Lets note a few things here:
- There are 3 values which are necessary to give to make a new entery on the electron lifetime database: a version, a value and a run_id/time
- If a run_id is given xedocs will fetch the time corresponding to that run_id and use that
- ElectronLifetimes inherits the class TimeIntervalCorrections which means it get all functions under that class. It also means we need to give a time interval for these corrections, not just 1 time

In [99]:
docs = xd.ElectronLifetime(version = cmt_elife.columns[1], value = cmt_elife.iloc[1][cmt_elife.columns[1]], 
                           time =(cmt_elife.index[1].tz_localize(None),cmt_elife.index[2].tz_localize(None)), 
                           comments = 'testing uploading date to the MongoDB using xedocs')

In [100]:
docs

ElectronLifetime(version='v1', created_date=datetime.datetime(2022, 6, 21, 19, 51, 14, 391000), comments='testing uploading date to the MongoDB using xedocs', time=TimeInterval(left=Timestamp('2020-10-14 00:00:00'), right=Timestamp('2020-10-14 06:00:00')), value=71255.79834)

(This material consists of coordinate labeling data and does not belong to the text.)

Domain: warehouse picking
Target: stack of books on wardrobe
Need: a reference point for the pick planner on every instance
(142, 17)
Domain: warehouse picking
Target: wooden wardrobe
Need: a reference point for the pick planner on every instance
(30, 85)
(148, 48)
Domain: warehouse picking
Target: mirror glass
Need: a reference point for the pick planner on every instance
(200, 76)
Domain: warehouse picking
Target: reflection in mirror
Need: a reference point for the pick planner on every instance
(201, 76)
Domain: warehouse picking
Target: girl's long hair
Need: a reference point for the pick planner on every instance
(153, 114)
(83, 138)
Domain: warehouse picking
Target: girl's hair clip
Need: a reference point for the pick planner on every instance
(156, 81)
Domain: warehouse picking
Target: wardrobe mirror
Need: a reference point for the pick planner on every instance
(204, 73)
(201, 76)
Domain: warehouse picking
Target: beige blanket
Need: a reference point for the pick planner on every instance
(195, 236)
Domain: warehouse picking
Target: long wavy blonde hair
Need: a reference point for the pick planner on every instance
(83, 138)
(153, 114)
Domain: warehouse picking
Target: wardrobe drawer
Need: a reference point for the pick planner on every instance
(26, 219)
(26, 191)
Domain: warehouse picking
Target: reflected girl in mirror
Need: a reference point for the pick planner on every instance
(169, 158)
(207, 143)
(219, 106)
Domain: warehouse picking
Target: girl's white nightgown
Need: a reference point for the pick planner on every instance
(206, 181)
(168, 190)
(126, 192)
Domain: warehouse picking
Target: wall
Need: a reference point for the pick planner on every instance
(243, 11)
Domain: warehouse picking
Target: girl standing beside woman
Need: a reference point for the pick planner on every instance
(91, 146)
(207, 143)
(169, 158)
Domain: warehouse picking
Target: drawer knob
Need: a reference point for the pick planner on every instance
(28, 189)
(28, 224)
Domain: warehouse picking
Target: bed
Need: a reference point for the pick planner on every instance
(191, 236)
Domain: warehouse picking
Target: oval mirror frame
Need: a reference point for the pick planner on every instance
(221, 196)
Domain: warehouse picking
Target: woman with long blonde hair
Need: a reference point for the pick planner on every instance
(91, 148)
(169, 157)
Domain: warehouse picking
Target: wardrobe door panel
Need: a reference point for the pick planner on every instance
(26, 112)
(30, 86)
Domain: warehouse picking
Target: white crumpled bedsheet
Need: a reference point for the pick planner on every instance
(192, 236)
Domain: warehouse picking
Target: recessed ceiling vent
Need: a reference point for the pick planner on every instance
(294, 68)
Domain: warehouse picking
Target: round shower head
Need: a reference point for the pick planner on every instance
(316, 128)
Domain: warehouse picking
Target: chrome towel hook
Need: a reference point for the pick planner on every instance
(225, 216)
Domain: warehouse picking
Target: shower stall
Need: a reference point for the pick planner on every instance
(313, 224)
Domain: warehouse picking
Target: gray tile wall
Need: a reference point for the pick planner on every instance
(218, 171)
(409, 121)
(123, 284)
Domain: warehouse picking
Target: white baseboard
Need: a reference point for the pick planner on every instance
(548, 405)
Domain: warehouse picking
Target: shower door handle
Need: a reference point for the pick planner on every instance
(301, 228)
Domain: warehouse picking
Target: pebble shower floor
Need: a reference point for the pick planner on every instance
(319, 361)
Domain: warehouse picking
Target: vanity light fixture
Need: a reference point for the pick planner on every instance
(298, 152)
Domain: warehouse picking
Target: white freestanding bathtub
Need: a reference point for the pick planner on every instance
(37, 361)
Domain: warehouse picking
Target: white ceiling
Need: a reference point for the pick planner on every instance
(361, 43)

We have saved an entery LOCALLY into the ElectronLifetime database, we can save it to the MongoDB with a simple .save function

In [101]:
docs.save()

In [103]:
testing_save = xd.ElectronLifetime.find()

In [104]:
testing_save

[ElectronLifetime(version='v1', created_date=datetime.datetime(2022, 6, 21, 19, 51, 14, 391000), comments='testing uploading date to the MongoDB using xedocs', time=TimeInterval(left=datetime.datetime(2020, 10, 14, 0, 0), right=datetime.datetime(2020, 10, 14, 6, 0)), value=71255.79834)]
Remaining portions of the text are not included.